Henry Hazlitt wrote this book following his stint at the New York Times as an editorialist. His hope was to reduce the whole teaching of economics to a few principles and explain them in ways that people would never forget. It worked. He relied on some stories by Bastiat and his own impeccable capacity for logical thinking and crystal-clear prose.
He was writing under the influence of Mises himself, of course, but he brought his own special gifts to the project. As just one example, this is the book that made the idea of the "broken window fallacy" so famous.

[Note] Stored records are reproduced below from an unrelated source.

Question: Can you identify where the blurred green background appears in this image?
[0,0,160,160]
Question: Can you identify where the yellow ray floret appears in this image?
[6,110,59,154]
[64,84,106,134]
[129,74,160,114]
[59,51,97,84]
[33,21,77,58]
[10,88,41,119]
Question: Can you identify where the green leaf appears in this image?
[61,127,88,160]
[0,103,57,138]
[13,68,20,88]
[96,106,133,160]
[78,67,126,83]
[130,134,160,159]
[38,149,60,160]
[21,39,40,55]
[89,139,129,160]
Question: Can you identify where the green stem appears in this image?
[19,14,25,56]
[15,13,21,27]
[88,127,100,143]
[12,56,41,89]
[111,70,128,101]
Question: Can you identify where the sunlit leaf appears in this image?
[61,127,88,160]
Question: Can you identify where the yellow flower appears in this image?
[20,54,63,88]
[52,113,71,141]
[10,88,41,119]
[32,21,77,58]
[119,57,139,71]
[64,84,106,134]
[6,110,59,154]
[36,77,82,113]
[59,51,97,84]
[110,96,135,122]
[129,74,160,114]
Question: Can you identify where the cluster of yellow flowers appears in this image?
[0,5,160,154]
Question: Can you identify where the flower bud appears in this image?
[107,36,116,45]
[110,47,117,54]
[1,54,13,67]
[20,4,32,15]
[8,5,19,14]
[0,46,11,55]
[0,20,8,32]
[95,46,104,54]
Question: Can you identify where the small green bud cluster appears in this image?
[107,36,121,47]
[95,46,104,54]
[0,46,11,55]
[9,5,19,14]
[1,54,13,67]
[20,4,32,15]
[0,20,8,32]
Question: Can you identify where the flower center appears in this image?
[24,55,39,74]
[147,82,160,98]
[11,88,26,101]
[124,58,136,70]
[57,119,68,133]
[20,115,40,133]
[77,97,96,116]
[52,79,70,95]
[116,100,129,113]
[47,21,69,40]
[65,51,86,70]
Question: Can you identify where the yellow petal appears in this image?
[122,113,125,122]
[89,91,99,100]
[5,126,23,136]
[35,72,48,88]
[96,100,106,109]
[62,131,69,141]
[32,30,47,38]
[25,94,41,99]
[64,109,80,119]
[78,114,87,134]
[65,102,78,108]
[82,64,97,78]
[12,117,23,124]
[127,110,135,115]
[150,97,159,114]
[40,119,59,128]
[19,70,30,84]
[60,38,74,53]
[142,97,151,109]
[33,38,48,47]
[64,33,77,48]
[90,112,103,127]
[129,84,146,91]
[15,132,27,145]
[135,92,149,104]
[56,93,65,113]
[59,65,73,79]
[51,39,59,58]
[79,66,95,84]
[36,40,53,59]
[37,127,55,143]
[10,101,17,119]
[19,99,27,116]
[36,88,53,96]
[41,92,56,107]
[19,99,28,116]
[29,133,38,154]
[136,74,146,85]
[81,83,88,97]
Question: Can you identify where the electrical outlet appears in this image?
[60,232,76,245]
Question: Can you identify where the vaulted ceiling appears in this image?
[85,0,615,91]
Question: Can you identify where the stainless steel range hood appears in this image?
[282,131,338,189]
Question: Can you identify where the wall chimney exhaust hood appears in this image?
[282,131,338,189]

What thrills us in particular about this new edition is that it is beautiful, it is hardcover, and it is newly typeset for modern readers. It has a full index. It includes a wonderful foreword by Walter Block. It's the right size, shape, and feel – perfect for making this book central to all educational efforts of the future.
This is the book to send to reporters, politicians, pastors, political activists, teachers, or anyone else who needs to know.
“LET US begin with the simplest illustration possible: let us, emulating Bastiat, choose a broken pane of glass.
A young hoodlum, say, heaves a brick through the window of a baker's shop. The shopkeeper runs out furious, but the boy is gone. A crowd gathers, and begins to stare with quiet satisfaction at the gaping hole in the window and the shattered glass over the bread and pies. After a while the crowd feels the need for philosophic reflection. And several of its members are almost certain to remind each other or the baker that, after all, the misfortune has its bright side. It will make business for some glazier. As they begin to think of this they elaborate upon it. How much does a new plate glass window cost? Fifty dollars? That will be quite a sum. After all, if windows were never broken, what would happen to the glass business? Then, of course, the thing is endless. T he glazier will have $50 more to spend with other merchants, and these in turn will have $50 more to spend with still other merchants, and so ad infinitum. The smashed window will go on providing money and employment in ever-widening circles. The logical conclusion from all this would be, if the crowd drew it, that the little hoodlum who threw the brick, far from being a public menace, was a public benefactor.”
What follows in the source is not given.